Recent attacks on Asian Americans, particularly the elderly, across the country have called attention to the persistent anti-Asian racism that has been exacerbated by the COVID-19 pandemic. The omission of Asian Americans from discussion of health disparities is itself a form of racism that has serious consequences. For instance, the National Academy of Sciences, Medicine, and Engineering excluded Asian Americans from their list of groups experiencing disproportionate impact from COVID-19 and did not mention Asian Americans in their “Framework for Equitable Allocation of COVID-19 Vaccine.”41 Other factors contributing to the exclusion of Asian Americans from analyses include failure to recruit enough Asian Americans for studies, language barriers in participant recruitment and research design, limited funding towards AAPI research, concerns related to immigration status, and mistrust in the research process among Asian American communities.42,43

Biases that stem from the “Model Minority” myth may contribute to the high mortality burden on Asian Americans. The model minority myth, in which Asian Americans are assumed to be doing better than other minority groups, was created in the 1960s to challenge the coalition of people of color during the Civil Rights movement. The racism underlying the “Model Minority” myth harms Asian Americans by perpetuating the perception that they do not have disparities and therefore are unworthy of resources, which leads to lack of data or inaccurate data for this population that then reinforces the misperception that Asian Americans do not have disparities. In the COVID pandemic, this manifests in the use of inadequate data to exclude Asian Americans as a group with disparities. For Asian Americans, the absence of evidence is often not the evidence of absence, but the evidence of neglect due to racism.

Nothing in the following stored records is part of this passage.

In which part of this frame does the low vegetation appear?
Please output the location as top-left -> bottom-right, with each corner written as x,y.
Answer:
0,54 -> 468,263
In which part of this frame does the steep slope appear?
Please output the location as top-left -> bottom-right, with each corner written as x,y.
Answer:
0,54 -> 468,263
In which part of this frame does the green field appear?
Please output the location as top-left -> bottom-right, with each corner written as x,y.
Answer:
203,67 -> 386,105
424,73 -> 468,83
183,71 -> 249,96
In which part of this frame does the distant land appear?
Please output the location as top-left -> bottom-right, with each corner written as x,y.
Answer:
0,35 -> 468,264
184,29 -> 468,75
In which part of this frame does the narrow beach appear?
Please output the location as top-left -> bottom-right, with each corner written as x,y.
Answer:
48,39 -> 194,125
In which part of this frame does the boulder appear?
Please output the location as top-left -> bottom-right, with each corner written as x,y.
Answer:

When it comes to COVID-19 vaccinations, Asian Americans have rates of vaccination similar to that of non-Hispanic Whites.44 This may be due in part to the relatively high share of Asian Americans in the essential healthcare workforce, who were first eligible for vaccines.20 Despite the promising vaccination rates in the aggregate, vulnerable Asian Americans including low-income individuals and the elderly face additional barriers to accessing vaccines that clinicians and policymakers should not overlook.45


Asian Americans experience significant COVID-19 disparities, including a higher attributable mortality burden than non-Hispanic Whites. The evidence indicate that Asian Americans are under-tested for COVID-19 and experience higher risk of complications and death from COVID-19. The role of historical and present-day racism in both overt and covert forms cannot be understated in understanding why COVID-19 disparities among Asian Americans receive little acknowledgement. Nonetheless, the history of Asian Americans, and indeed all communities of color in America, is one of resilience and hope in progress. For Asian Americans, it begins with recognizing diverse experiences and challenges, disaggregating data by subgroup, and unifying efforts against the simultaneous omission and heightened racism they endure in the face of a historic pandemic.